When bands try to add samples and effects to their demos it's usually an unpleasantly-messy affair. Kid Samson, however, kick against this trend presenting three tracks of unrelenting quirky guitar pop backed by synthetic swooshes, robot vocals, drum loops and what sounds like in-game music on a Commodore 64 (see track 2, 'Volvo'). On the human side the vocals are pleasantly brit-poppy, on the opening track going uncomfortably Damon Albarn in the middle.
It's the constant desire to experiment set against their conscious decision to stay pop that makes Kid Samson so special. No matter how many strange noises and melodic twists they throw in every track has an immediacy that hits you to get your head nodding. 'Robotman' is a particularly good example, starting with Avalanches-esque sample soup it drives into a rolling beat with a big chorus. Later, it all goes quiet and we get guitars and square-wave single note melodies slowly burning up a ramalama punk pop diversion before diving back into the rolling. Someone has realised different movements in pop songs are possible without going quite to the camp theatrical extreme of 'Bohemian Rhapsody' (though only just).

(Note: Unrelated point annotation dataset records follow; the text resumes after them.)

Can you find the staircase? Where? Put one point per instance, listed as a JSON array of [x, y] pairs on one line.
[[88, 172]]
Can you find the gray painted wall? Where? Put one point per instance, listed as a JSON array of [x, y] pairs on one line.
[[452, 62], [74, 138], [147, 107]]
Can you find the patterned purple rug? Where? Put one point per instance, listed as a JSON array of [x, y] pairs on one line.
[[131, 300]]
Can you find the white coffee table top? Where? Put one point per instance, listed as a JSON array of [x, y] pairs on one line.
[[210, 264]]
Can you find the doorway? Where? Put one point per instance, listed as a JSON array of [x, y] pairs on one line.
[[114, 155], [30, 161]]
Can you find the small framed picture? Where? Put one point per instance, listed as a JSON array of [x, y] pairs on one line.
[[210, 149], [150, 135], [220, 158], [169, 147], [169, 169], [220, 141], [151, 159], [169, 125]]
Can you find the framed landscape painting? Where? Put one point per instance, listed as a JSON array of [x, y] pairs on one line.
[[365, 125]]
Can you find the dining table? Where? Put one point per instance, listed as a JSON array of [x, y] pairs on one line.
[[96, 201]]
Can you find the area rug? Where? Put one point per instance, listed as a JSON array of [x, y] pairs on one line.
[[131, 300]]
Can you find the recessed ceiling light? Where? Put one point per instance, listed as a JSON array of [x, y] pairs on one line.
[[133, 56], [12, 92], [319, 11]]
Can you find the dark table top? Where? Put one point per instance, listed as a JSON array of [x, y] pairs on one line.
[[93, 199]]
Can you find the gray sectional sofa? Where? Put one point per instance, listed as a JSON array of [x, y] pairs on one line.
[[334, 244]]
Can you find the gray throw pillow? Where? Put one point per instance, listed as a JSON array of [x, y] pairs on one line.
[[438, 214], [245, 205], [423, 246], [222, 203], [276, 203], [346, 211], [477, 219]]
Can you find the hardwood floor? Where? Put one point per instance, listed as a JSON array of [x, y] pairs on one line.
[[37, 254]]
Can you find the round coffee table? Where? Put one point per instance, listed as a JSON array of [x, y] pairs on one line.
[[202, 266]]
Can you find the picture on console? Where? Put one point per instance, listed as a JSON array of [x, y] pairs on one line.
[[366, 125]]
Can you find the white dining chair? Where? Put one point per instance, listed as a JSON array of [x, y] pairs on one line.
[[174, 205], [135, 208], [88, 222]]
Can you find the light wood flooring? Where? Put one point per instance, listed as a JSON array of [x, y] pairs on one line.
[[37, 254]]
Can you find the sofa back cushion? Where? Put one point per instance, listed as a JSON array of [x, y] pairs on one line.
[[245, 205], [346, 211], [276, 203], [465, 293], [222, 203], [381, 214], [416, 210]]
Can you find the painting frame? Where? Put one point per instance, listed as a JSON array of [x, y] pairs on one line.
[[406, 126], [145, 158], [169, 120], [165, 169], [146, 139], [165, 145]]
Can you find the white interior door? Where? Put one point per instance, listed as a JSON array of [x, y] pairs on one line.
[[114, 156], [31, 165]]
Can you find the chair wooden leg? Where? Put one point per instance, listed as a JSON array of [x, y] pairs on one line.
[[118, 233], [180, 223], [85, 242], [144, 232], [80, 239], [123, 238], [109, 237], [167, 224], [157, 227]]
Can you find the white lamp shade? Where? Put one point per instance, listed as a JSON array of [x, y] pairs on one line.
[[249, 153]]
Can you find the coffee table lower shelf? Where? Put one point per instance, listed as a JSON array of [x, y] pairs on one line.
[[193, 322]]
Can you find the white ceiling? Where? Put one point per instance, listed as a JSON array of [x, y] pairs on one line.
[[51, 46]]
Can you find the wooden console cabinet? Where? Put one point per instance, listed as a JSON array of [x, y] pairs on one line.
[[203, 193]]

It's music with feeling, without feeling the necessity to explicitly
explore feelings. It's complicated yet fantastically simple. It's
rough as 48 hour stubble yet smooth enough for the tenderest of
ears. Kid Samson are probably all intellectual deviants in the
flesh, fantastically skewed pop music is rarely made by anyone
else, which would make it twice as interesting to see how they
perform this future-retro-trad-leftfield music live.